ANKARA (Reuters) - Russian air strikes in northwest Syria which Moscow said targeted Islamic State fighters hit a rebel group supported by Western opponents of President Bashar al-Assad on Wednesday, wounding eight, the group’s commander said.
He said the fighters were hit in the countryside of Hama province, where the group has a headquarters.
“The northern countryside of Hama has no presence of ISIS at all and is under the control of the Free Syrian Army,” Major Jamil al-Saleh, who defected from the Syrian army in 2012, told Reuters via Skype.
Saleh said his group had been supplied with advanced anti-tank missiles by foreign powers opposed to Assad.
Russia’s defense ministry said it launched air strikes against Islamic State in Syria after President Vladimir Putin secured his parliament’s unanimous backing to intervene to prop up Kremlin’s closest Middle East ally.

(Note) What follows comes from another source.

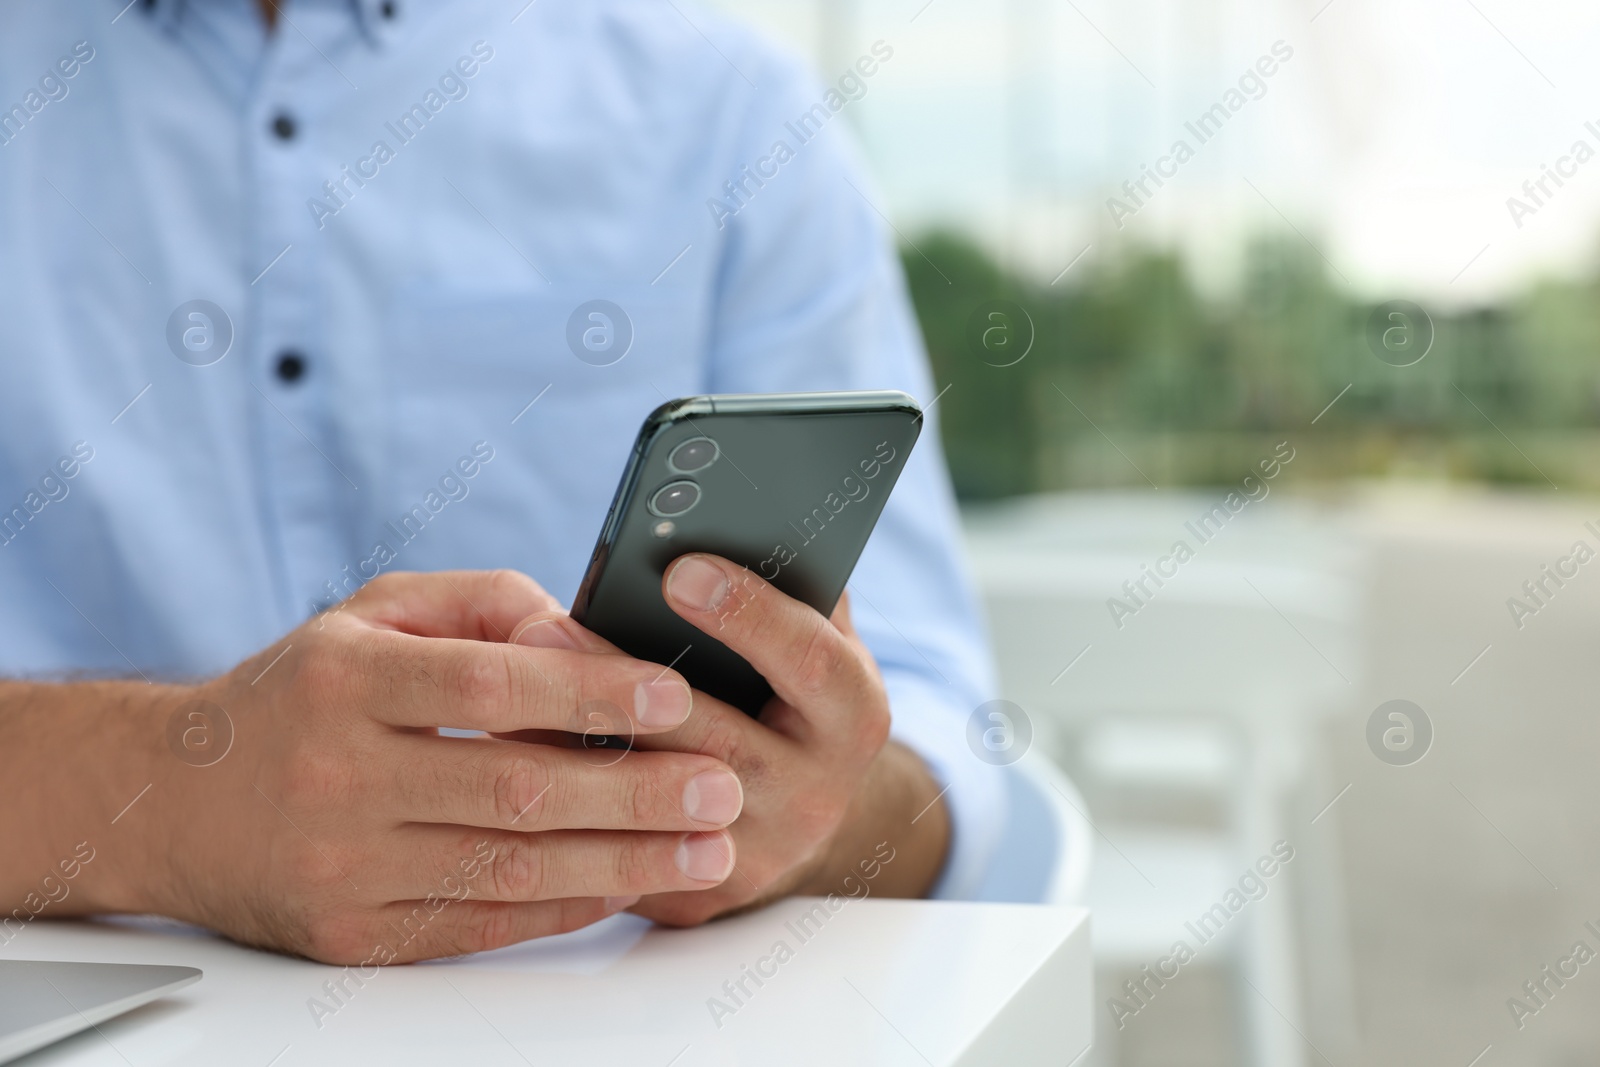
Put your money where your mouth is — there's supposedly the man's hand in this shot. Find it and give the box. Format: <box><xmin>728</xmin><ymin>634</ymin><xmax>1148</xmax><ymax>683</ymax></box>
<box><xmin>5</xmin><ymin>571</ymin><xmax>748</xmax><ymax>963</ymax></box>
<box><xmin>510</xmin><ymin>555</ymin><xmax>953</xmax><ymax>924</ymax></box>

Although a U.S. official said targets in Homs area appeared to have been struck by Russian warplanes, instead of areas held by Islamic State.

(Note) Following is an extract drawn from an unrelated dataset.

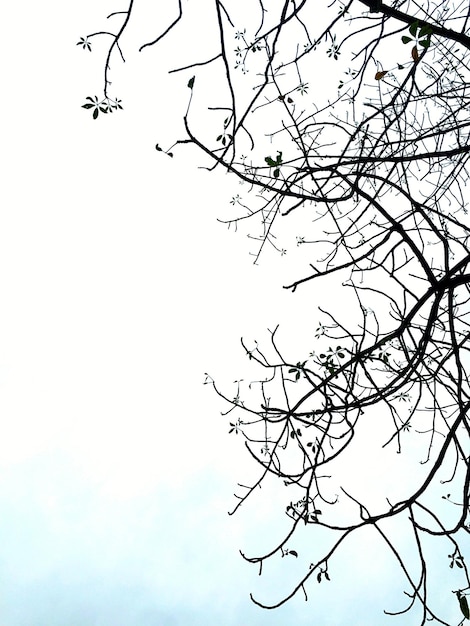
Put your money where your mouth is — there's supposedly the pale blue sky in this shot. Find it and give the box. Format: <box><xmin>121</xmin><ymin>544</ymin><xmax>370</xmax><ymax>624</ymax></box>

The Homs area is crucial to President Bashar al-Assad’s control of western Syria. Insurgent control of that area would bisect the Assad-held west, separating Damascus from the coastal cities of Latakia and Tartous, where Russia operates a naval facility.
“In the early morning this aircraft conducted air strikes in Latamneh city. One targeted a civilian area, and the other targeted al-Izza,” Saleh said, referring to his group which he said were set up around two years ago and has 1,500 fighters.
He declined to give further details on the exact location of the strike but said the bombs hit a cave which the group used as a headquarters and was near the front line with the regime in northern Hama countryside.
“Each strike had 8-10 missiles and there were two strikes so there is no way it was an accident,” he added.
Moscow gave Washington an hour’s notice of the strikes, which set in train Russia’s biggest play in the region since the 1991 collapse of the Soviet Union, a U.S. official said.
A U.S.-led coalition has already been bombing Islamic State in Iraq and Syria, but Putin derided U.S. efforts to end the Syria war at the United Nations on Monday, suggesting a broader and more coordinated coalition was needed to defeat the militants.